In the 2013 season, Green started three games and recorded nine receptions for 45 yards.

On December 28, 2014, Green scored his first career touchdown reception, which was from quarterback Brock Osweiler, in a 47–14 win against the Oakland Raiders in Week 17. On the 2014 season, he finished with six receptions for 74 yards and one touchdown on nine starts.

On March 10, 2015, the Broncos re-signed Green to a three-year, $8.4 million contract. In Week 2, against the Kansas City Chiefs, he scored a one-yard touchdown from Peyton Manning on Thursday Night Football. On the 2015 season, he started five games and finished with 12 receptions for 173 yards and one receiving touchdown.

On February 7, 2016, Green played on the Broncos team that won Super Bowl 50. In that Super Bowl, the Broncos defeated the Carolina Panthers by a score of 24–10.

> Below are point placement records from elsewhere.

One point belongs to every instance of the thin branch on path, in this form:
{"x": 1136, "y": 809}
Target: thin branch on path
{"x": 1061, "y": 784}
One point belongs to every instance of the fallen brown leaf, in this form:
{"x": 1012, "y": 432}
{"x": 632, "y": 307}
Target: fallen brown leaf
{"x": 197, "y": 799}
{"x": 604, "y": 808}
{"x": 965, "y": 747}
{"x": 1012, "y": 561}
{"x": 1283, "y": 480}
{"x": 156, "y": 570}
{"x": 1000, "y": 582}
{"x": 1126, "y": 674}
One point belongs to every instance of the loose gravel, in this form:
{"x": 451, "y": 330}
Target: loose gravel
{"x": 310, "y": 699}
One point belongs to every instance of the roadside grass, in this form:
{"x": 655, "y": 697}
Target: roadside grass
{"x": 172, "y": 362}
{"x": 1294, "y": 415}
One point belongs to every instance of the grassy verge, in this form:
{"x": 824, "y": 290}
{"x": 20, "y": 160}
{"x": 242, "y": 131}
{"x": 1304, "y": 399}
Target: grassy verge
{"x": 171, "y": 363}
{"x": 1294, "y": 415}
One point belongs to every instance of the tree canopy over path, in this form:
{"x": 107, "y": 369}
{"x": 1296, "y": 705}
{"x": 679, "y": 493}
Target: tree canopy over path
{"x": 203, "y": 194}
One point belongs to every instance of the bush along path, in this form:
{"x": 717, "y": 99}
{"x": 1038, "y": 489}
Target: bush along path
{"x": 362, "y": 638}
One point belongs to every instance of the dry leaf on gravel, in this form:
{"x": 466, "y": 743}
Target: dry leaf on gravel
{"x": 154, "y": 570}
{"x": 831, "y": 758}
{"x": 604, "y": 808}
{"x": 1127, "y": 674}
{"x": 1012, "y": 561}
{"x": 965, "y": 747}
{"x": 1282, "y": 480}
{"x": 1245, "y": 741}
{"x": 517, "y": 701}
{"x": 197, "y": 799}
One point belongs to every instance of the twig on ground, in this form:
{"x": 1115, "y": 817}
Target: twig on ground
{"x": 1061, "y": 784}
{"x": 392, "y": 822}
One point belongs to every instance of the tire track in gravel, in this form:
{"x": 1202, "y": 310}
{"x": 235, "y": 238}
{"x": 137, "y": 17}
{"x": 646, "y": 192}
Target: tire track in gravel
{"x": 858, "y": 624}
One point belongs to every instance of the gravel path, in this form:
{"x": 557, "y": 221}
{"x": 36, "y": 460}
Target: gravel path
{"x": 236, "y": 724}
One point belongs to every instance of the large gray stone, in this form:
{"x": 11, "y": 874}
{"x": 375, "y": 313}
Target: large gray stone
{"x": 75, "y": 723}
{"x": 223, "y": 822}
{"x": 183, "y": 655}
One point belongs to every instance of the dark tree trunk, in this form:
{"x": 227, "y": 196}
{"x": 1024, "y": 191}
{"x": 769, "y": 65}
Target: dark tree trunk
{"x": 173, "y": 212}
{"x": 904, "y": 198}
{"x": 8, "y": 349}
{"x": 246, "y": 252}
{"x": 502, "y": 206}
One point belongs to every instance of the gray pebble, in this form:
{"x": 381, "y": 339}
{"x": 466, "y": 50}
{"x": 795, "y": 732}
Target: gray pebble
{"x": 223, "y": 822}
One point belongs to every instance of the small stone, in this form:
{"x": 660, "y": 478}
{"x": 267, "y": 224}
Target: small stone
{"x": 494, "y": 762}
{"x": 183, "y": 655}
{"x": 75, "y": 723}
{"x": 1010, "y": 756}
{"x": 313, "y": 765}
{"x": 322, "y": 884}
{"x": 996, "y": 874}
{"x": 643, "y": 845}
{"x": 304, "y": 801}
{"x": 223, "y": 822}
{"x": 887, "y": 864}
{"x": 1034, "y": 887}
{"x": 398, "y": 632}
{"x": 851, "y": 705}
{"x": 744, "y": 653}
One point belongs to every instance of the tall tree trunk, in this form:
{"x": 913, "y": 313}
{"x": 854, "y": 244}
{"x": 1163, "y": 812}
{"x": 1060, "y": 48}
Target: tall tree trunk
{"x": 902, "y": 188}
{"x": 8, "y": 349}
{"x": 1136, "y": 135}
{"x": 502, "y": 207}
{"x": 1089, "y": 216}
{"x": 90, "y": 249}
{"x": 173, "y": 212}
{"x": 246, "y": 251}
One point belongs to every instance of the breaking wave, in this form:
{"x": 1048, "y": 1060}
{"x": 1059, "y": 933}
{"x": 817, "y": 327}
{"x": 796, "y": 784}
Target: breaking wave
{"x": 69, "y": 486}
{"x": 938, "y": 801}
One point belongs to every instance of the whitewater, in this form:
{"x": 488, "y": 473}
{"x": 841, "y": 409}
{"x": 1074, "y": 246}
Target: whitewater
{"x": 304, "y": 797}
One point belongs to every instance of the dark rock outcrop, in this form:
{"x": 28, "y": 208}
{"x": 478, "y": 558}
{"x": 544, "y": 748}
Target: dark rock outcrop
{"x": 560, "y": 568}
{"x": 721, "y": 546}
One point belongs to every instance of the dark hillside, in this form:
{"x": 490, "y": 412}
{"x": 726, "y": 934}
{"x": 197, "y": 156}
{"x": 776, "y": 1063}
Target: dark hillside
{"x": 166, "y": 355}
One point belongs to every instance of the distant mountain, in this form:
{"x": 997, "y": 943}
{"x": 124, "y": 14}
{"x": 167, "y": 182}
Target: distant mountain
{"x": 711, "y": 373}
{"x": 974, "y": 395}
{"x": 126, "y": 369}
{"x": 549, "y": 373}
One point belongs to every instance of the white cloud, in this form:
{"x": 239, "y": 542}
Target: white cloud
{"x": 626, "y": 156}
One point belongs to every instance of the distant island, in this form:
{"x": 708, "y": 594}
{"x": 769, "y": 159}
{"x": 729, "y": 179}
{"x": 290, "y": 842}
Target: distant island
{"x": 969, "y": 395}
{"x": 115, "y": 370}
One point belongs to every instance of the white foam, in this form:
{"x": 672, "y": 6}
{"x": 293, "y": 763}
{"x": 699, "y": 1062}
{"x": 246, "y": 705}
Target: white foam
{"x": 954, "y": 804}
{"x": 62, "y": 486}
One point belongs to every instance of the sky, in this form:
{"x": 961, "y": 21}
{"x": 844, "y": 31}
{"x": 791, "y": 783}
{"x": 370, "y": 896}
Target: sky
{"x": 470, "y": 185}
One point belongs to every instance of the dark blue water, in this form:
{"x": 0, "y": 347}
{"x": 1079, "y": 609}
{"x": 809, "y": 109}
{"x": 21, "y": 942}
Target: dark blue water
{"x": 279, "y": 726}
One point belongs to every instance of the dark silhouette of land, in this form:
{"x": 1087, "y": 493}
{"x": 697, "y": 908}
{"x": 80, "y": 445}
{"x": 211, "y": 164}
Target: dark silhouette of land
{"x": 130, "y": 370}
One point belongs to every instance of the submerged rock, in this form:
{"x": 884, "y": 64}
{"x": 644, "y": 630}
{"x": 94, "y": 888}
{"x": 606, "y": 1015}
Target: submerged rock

In the 2016 season, Green started 11 games and finished with 22 receptions for 237 yards and one receiving touchdown.

On September 17, 2017, in Week 2 against the Dallas Cowboys, Green had two receptions for 11 yards and a touchdown in the 42–17 victory. In the 2017 season, he started all 16 games and finished with 14 receptions for 191 yards and one receiving touchdown.

===Los Angeles Chargers===
On March 14, 2018, Green signed a three-year, $8.6 million contract. The deal includes a $2.4 million signing bonus and $5.9 million guaranteed with the Los Angeles Chargers. In Week 5, against the Oakland Raiders, he scored his first receiving touchdown as a Charger. In the 2018 season, he finished with 19 receptions for 210 receiving yards and one receiving touchdown. In the Divisional Round of the AFC Playoffs, Green caught a one-yard receiving touchdown in the 41–28 loss to the New England Patriots.

In the 2019 season, Green finished with nine receptions for 78 receiving yards and one receiving touchdown.

In Week 7 of the 2020 season against the Jacksonville Jaguars, Green suffered an ankle injury while catching a 26-yard touchdown pass and was placed on injured reserve on October 29, 2020. He finished the 2020 season with three receptions for 50 yards and one touchdown in six games.

=== Professional statistics ===

| Year | Tm | G | Tgt | Rec | Yds | Y/R | TD |
|---|---|---|---|---|---|---|---|
| 2011 | DEN | 15 | 5 | 3 | 24 | 8.0 | 0 |
| 2012 | DEN | 12 | 6 | 5 | 63 | 12.6 | 0 |
| 2013 | DEN | 16 | 12 | 9 | 45 | 5.0 | 0 |
| 2014 | DEN | 13 | 6 | 6 | 74 | 12.3 | 1 |
| 2015 | DEN | 16 | 15 | 12 | 173 | 14.4 | 1 |
| 2016 | DEN | 12 | 37 | 22 | 237 | 10.8 | 1 |
| 2017 | DEN | 16 | 22 | 14 | 191 | 13.6 | 1 |
| 2018 | LAC | 16 | 27 | 19 | 210 | 11.1 | 1 |
| 2019 | LAC | 15 | 13 | 9 | 78 | 8.7 | 1 |
| 2020 | LAC | 6 | 6 | 3 | 50 | 16.7 | 1 |
| Career |  | 137 | 149 | 102 | 1,145 | 11.2 | 7 |

==Post-playing career==
Green was named the director of player personnel at his alma mater Nevada in 2022. He was promoted to tight ends coach on August 28, 2023.